Il trouva du travail rapidement. Inspiré par l'exemple de Betty, il décida de créer une fondation pour aider des hommes et des femmes méritants et intelligents à créer leurs propres projets. Si leur projet était novateur et bien pensé, il leur donnait des bourses ou des aides pour les aider à débuter. Il appela sa fondation «La chrysalide du papillon» en hommage, bien sûr à Betty.

Betty était fière de lui. Ce travail était parfait pour lui et elle pouvait voir qu'il s'épanouissait dans ce rôle de sponsor. Il faisait ce qu'il avait fait avec elle, c'est-à-dire permettre à d'autres de vivre leurs rêves. Il ne voulait pas faire une grande campagne publicitaire et utiliser son nom pour se faire connaître. Il procéda par le bouche à oreille. Betty en parla à son travail. Les collègues de celle-ci en parlèrent autour d'eux. Bientôt il se fit une petite clientèle qui s'élargit.

Il commença par favoriser les projets dans l'édition et la mode puisqu'il venait de ce monde. Mais comme son affaire marchait bien, il étendit son influence à d'autres domaines aussi divers que l'éducation ou la restauration.

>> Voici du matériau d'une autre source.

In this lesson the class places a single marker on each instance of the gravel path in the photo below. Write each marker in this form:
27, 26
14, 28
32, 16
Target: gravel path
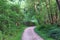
29, 34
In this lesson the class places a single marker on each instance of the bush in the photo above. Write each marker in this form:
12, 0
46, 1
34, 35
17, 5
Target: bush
54, 33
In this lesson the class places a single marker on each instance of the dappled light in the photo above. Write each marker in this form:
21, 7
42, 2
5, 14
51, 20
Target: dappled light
29, 19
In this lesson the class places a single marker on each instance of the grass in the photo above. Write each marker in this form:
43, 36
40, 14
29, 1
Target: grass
16, 36
43, 34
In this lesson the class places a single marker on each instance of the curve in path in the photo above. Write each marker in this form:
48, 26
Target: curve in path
29, 34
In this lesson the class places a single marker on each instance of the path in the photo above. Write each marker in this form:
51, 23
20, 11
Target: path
29, 34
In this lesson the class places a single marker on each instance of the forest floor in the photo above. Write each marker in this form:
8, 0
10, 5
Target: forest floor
29, 34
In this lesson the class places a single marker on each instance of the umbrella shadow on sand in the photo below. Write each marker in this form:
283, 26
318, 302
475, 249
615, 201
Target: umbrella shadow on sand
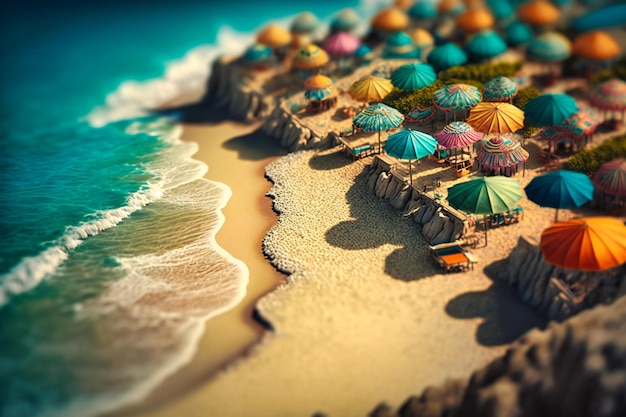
407, 263
505, 316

Betty avait beaucoup évolué. Elle avait encore plus hâte de retrouver Daniel après le travail. Elle sentait que ses sentiments pour lui commençaient à changer. Elle appréciait que Daniel lui laisse de l'espace pour souffler et voir ses amis de Londres. Elle se savait aimée de Daniel et se doutait qu'il avait des fois du mal à être patient. Mais il ne se plaignait jamais. Il savourait chacune de leurs rencontres.

Près d'un mois après l'arrivée de Daniel, Betty était maintenant sûre de l'aimer. Elle prit la décision de le lui annoncer. Elle l'invita à dîner chez elle. Daniel ne se fit pas prier et lui dit qu'il apporterait le vin.

Betty mit beaucoup de temps à se décider sur quoi porter et comment se coiffer. Elle se décida finalement pour une robe noire à poids blancs, des boucles d'oreilles en argent et ballerines noires. Elle se fit des anglaises pour ses cheveux.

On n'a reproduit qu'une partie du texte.